50 anos de Autonomia a janela que se abriu ao futuro

Sou do tempo da tabuada aprendida à moda antiga, muitas vezes acompanhada pela régua sobre a mão estendida. Do tempo em que um chocolate era um luxo reservado a dezembro, quando se faziam as contas da Albacora. Era uma vida mais simples, mas também mais limitada. Sou igualmente do tempo do início da Autonomia dos Açores e das profundas transformações que ela trouxe à nossa terra e à vida de toda uma geração.

Ao celebrarmos 50 anos da Autonomia, é impossível não reconhecer o caminho percorrido. Com defeitos e virtudes, como qualquer obra humana, a verdade é que a Autonomia abriu uma janela de oportunidades aos jovens daquela época. Permitiu-nos olhar mais longe, conhecer novas realidades e perceber que o mundo não terminava no mar que rodeava a nossa ilha.

A Autonomia não representou apenas uma mudança política ou administrativa. Foi um factor de esperança e desenvolvimento. Permitiu aos açorianos participar mais diretamente nas decisões sobre o seu futuro, investindo em áreas fundamentais como a saúde, a educação, o desporto, a cultura, os transportes e a coesão entre as ilhas.

Lembro-me bem desse período. O desporto fazia parte do nosso quotidiano, numa época em que a rádio era a principal companhia e havia poucos televisores. As brincadeiras preenchiam os dias e as amizades construíam-se nas ruas e nos espaços de convívio das nossas comunidades.

Foi nesse contexto que a Autonomia começou a aproximar os açorianos de uma forma nunca antes vista. Em 1984, participei em São Jorge no primeiro torneio regional de voleibol. Para muitos de nós, aquela viagem foi muito mais do que uma competição: foi uma descoberta.

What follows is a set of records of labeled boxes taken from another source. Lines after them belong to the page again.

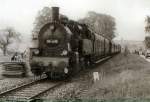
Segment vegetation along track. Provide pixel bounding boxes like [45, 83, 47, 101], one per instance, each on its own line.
[0, 78, 62, 101]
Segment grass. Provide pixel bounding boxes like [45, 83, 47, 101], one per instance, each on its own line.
[78, 54, 150, 99]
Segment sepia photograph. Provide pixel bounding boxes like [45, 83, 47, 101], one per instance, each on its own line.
[0, 0, 150, 102]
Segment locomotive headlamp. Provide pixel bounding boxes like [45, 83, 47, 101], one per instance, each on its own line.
[61, 50, 68, 56]
[50, 25, 55, 30]
[34, 49, 39, 55]
[64, 67, 69, 74]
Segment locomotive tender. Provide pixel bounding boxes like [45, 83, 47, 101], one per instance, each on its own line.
[30, 7, 121, 78]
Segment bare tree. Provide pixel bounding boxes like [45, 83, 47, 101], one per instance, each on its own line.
[32, 7, 68, 35]
[79, 11, 116, 39]
[0, 27, 20, 55]
[145, 16, 150, 33]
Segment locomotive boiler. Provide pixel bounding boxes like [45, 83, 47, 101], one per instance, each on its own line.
[30, 7, 121, 79]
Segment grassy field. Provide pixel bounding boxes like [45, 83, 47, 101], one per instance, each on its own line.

Foi a oportunidade de conhecer outras ilhas, outras realidades e outros jovens que, apesar das distâncias, partilhavam os mesmos sonhos e ambições.

Ainda hoje recordo aqueles rostos, aqueles sorrisos e a alegria de estarmos juntos. O voleibol foi apenas o pretexto. O verdadeiro acontecimento foi o encontro entre jovens açorianos que começaram a conhecer-se, a criar laços e a sentir que pertenciam a uma mesma comunidade espalhada por nove ilhas.

Essa é, talvez, uma das maiores conquistas da Autonomia: ter unido os açorianos. Ter permitido que os jovens saíssem da realidade limitada da sua ilha para descobrirem a riqueza do arquipélago, criando oportunidades de mobilidade, intercâmbio e partilha.

Ao longo destes cinquenta anos, os Açores cresceram em infraestruturas, educação, saúde e desenvolvimento económico. Mas o maior legado da Autonomia não está apenas nas obras realizadas. Está nas pessoas e na confiança que deu a uma geração inteira para sonhar e acreditar que era possível construir o seu futuro nos Açores.

Cinquenta anos depois, é justo homenagear todos os que tiveram a visão e a coragem de construir a Autonomia. Porque ela abriu horizontes, aproximou ilhas, uniu pessoas e deu aos açorianos a possibilidade de serem protagonistas do seu próprio destino. Esse continua a ser o seu maior legado e a melhor razão para a celebrar.